In the US, Black Liberation activists of the 60s and 70s were later elected as mayors of cities like Chicago and Baltimore. They ended up having to enforce austerity and anti-poor policing measures, weakening and dividing the movement while stabilising the system. This is the dilemma faced by the revolutionary cooperativists of Jackson today. With eyes wide open, they are trying to build black working class economic and political autonomy in one of the country’s poorest cities, while fighting over the allocation of federal funds, in one of the Union’s most racist states.
Looking at Barcelona En Comu, the citizen platform that won local elections and produced the new mayor, Ada Colau, there are already tensions between the local working class and the citizen-friendly government.

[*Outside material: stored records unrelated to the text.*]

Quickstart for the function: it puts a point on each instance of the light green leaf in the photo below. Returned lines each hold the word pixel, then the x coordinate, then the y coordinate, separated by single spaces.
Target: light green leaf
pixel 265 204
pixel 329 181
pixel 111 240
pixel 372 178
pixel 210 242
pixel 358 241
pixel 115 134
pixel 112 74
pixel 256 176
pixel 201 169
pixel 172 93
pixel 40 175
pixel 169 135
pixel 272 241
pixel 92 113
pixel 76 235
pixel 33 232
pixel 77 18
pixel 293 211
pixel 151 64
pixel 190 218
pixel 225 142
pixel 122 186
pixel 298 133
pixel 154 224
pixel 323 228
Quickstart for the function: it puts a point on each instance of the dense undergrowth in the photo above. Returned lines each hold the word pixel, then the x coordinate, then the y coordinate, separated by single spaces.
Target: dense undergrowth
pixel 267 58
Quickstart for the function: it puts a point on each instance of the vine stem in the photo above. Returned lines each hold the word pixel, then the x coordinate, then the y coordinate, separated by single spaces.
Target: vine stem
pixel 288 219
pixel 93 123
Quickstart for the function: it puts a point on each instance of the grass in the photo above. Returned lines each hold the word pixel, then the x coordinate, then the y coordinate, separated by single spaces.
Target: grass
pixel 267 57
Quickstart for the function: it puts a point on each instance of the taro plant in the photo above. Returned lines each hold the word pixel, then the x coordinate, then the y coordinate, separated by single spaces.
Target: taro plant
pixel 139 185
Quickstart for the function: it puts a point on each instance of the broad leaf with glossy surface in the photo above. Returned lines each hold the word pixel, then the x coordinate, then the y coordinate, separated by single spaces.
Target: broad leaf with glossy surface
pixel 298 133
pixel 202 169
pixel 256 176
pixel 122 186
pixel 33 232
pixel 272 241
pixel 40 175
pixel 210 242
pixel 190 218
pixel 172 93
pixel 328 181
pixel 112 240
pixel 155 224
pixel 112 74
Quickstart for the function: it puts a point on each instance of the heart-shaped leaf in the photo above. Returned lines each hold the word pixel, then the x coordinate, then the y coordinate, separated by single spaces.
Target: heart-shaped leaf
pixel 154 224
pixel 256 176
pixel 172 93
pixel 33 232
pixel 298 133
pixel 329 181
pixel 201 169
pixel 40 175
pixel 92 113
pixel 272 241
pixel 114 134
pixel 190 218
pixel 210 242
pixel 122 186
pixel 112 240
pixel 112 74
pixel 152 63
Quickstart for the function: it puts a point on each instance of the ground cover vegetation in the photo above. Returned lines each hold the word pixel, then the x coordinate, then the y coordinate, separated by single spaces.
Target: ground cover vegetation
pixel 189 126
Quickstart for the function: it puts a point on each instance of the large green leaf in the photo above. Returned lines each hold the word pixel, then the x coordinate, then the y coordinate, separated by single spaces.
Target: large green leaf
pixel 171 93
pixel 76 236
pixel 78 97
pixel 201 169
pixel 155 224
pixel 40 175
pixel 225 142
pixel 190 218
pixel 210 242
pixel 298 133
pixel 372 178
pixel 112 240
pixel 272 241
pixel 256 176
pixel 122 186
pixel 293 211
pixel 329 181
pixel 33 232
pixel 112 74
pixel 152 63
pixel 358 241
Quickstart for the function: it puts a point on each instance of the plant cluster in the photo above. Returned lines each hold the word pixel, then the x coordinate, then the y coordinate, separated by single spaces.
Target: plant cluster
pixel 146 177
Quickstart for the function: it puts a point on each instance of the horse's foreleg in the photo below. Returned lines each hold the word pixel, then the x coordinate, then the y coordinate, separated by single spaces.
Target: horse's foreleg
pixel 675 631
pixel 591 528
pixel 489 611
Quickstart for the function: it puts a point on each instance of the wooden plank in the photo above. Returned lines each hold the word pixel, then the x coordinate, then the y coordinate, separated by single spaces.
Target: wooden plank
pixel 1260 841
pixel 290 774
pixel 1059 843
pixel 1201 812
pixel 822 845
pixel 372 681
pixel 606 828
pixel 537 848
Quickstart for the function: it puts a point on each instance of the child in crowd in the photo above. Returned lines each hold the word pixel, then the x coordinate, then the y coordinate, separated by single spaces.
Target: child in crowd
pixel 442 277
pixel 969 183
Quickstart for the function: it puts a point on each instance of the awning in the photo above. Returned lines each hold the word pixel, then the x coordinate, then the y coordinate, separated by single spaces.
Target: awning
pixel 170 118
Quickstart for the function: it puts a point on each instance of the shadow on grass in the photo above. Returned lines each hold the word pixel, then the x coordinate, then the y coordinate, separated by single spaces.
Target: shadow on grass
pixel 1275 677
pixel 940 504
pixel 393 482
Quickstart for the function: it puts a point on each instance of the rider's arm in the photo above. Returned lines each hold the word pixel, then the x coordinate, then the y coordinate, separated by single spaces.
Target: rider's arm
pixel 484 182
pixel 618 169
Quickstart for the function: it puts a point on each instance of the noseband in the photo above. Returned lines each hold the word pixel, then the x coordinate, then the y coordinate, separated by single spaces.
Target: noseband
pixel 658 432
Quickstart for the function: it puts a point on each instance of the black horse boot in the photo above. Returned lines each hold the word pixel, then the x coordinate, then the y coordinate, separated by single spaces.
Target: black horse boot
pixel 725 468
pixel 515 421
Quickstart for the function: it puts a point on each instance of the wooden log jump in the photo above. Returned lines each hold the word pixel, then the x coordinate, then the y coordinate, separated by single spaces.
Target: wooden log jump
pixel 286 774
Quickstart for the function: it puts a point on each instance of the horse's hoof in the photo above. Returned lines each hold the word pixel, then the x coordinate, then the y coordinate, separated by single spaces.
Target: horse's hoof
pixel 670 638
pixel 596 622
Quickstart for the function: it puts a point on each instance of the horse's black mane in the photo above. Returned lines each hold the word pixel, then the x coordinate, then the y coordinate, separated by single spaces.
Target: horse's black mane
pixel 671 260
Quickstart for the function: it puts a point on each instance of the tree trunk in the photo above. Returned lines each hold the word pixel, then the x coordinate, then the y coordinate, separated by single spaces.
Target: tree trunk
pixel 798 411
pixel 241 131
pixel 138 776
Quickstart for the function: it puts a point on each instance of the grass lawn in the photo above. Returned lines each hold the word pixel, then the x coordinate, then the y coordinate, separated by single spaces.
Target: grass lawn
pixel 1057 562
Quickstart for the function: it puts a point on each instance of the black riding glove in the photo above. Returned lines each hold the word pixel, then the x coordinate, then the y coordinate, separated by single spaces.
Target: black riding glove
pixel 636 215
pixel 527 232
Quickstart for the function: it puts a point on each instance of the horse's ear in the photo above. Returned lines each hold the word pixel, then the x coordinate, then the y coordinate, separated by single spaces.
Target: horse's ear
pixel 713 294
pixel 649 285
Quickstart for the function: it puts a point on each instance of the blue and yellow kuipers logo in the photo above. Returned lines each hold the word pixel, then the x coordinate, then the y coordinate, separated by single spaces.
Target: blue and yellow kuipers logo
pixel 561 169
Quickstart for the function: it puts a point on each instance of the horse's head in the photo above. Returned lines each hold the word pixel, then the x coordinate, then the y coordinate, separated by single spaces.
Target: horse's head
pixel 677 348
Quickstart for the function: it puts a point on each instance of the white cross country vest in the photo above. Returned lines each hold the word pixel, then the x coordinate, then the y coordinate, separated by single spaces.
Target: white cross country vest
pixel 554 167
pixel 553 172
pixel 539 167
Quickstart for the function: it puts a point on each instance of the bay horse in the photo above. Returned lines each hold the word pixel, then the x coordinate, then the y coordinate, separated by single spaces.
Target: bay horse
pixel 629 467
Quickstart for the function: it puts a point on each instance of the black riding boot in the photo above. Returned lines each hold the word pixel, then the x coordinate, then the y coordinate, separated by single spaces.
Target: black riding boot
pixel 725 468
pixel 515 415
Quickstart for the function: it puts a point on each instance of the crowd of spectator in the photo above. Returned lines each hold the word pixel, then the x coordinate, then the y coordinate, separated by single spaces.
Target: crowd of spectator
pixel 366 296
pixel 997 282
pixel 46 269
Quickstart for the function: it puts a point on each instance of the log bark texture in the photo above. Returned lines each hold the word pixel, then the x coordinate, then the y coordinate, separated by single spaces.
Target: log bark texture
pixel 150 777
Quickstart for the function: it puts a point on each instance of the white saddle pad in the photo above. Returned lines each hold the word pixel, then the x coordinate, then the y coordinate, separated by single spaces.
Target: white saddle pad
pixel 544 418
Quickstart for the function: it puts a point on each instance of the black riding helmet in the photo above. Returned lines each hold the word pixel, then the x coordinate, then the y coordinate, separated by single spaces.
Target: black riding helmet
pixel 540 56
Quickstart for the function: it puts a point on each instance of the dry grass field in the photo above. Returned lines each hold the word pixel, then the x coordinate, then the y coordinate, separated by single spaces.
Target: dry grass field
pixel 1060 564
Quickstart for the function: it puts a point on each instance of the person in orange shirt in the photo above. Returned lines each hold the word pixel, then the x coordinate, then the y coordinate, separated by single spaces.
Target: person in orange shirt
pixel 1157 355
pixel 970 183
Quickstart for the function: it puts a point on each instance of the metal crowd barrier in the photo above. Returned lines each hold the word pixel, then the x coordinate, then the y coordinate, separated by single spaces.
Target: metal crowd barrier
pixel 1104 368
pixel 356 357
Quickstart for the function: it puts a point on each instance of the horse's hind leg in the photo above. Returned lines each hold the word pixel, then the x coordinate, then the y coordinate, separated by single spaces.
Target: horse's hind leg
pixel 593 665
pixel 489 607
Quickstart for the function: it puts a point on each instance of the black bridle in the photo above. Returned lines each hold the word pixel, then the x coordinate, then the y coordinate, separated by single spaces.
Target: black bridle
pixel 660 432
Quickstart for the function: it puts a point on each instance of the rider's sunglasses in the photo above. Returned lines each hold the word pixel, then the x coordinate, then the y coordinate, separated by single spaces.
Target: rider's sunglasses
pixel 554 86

In August, three weeks into a strike by airport security workers, Colau defended strike breaking by the Guardia Civil on the grounds that ‘we need to guarantee security above everything’. When Barcelona’s metro workers announced a strike for better pay and job security, Colau called for them to withdraw on public interest grounds, citing budgetary constraints, and in July the city government threatened them with ‘enforced arbitration’. The redistribution of local politicians’ wages by platforms like En Comu did not primarily benefit grassroots organisations, but it did create more ‘movement jobs’, a new layer of professional activists, with the usual consequences. An outcome of these tensions was that En Comu tried to deflect some of the discontent in the direction of Catalan nationalism.
This has been only a partial exploration of some of the political issues arising from peoples’ efforts to envision and build a new economy. It is motivated by a desire to open up debate about political strategy. Without discussion and forms of organising consistent with our ambitions, new economy experiments could turn out to be doughnuts in more than one sense. With them, there may be everything to win.